Wednesday, September 2, 2015

Roll over Mao Tse Tung (and Mussolini)

Why couldn't he have died sooner? China took its true great leap forward after he was dead and gone say economists Anton Cheremukhin, Mikhail Golosov, Sergei Guriev and Aleh Tsyvinski;
In order to evaluate the contribution of the post-1978 reforms, we construct a counterfactual where Mao’s policies ... continued in the post-1978 period. We find that reforms were very successful. Compared with the continuation of Mao’s policies, reforms generated an additional 4.2 percentage points of annual GDP growth and a 23.9 percentage point decrease in the share of labour force in agriculture. Without reforms, China’s GDP per capita would have been $2,536 rather than $10,274 (both numbers are in terms of 2012 PPP US dollars), and the share of labour force in agriculture would have been 57% rather than 33%.
Our bold (because a four-fold increase deserves to be highlighted) in the above. But, it would have been even better had less of the state remained in place;
... we further analyse the factors behind growth of non-agricultural total factor productivity by dividing this sector into state and non-state firms following Brandt et al. (2008). We confirm their finding that the growth of productivity in the non-state firms and reallocation of labour and capital from state-owned enterprises are responsible for the bulk of growth of non-agricultural total factor productivity.
Let's hear that again;
...we do not find any evidence that state capitalism is responsible for growth in China. We show that the growth rate of total factor productivity in the state non-agricultural sector was the same post-1978 as in Mao’s era. Rather, non-state total factor productivity growth, relocation of labour and capital from the state to the non-state sector, and the reduction of consumption and production distortions explain virtually all (that is, nearly 100%) of the growth and structural transformation in China.
Everything (or most things) without the state did well. 

1 comment:

  1. George Orwell wrote the book "1984" about the endpoint of government. O'Brian is a high party official who famously said "If you want a picture of the future, imagine a boot stamping on a human face -- forever."

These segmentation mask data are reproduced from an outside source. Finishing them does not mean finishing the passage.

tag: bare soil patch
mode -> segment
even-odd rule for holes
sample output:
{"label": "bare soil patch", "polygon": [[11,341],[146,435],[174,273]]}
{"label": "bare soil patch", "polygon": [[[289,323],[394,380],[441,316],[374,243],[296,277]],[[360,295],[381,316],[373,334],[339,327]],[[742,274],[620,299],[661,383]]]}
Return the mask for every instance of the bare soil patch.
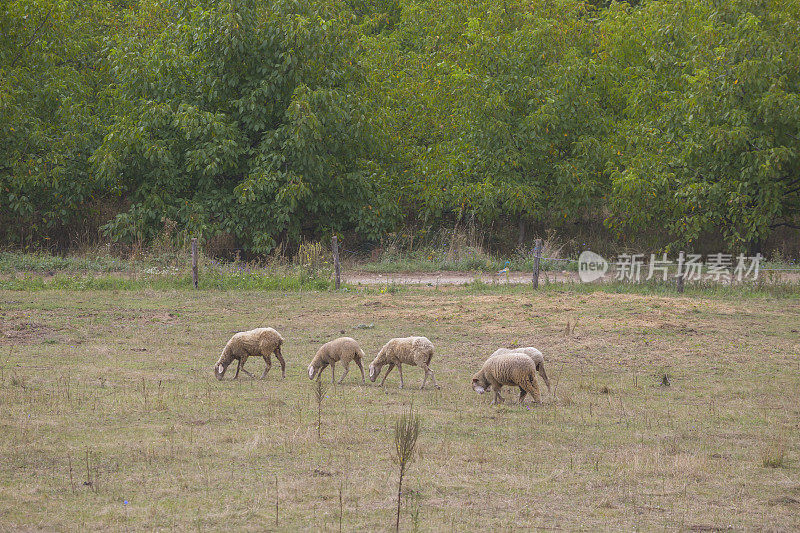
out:
{"label": "bare soil patch", "polygon": [[32,322],[25,314],[0,315],[0,344],[39,344],[43,341],[55,341],[56,338],[56,328]]}

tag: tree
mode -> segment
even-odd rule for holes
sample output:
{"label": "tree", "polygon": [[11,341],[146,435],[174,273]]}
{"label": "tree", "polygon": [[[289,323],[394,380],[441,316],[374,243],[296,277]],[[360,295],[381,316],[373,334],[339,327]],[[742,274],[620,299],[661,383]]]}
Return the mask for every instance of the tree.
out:
{"label": "tree", "polygon": [[798,22],[793,2],[612,11],[606,50],[629,100],[612,226],[663,228],[674,246],[710,235],[743,249],[798,225]]}
{"label": "tree", "polygon": [[[163,30],[111,51],[131,105],[93,163],[132,206],[110,235],[148,239],[169,218],[267,252],[277,240],[390,227],[380,129],[357,97],[341,6],[182,6],[154,6]],[[150,15],[138,16],[146,27]]]}
{"label": "tree", "polygon": [[124,9],[19,0],[0,10],[0,238],[66,246],[96,224],[107,184],[88,158],[109,116],[103,46]]}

    Horrible. But there is worse. Imagine a conference room with eight senior party managers around a large table and their assistants sitting against the walls. They are discussing the progress of the latest 5-year plan in the second-quarter meeting of year three for the production of something or other. VP of the SE district is thumbing through a thick binder, reporting the difficulties he sees in meeting the plan. He has been talking for 25 minutes, and is the third manager to talk.

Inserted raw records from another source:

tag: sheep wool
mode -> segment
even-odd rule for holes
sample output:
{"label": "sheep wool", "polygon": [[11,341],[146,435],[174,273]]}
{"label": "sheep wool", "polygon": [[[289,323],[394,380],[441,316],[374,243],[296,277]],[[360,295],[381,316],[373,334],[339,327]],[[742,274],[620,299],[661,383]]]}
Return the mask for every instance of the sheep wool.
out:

    The difficulties include a lack of knowledgable and/or motivated group managers, theft, bad reporting, nepotism, favored contracts for kickbacks, the need to offer bribes to other government departments to get supplies, unreliable supplies, the need to give jobs to various nephews of higher-ups, not enough budget, returns of defective output, the need to return defective inputs purchased from other departments, lazy salespeople, and 40 pages of other failed details. They are a year behind at this point, 2.5 years into the plan. He announces that "in summary" he will talk only a while longer, but does so for another 15 minutes.

    Five more managers have presentations to make, similar to his.

    If you want a picture of the future, imagine thousands of meetings like this every quarter -- forever.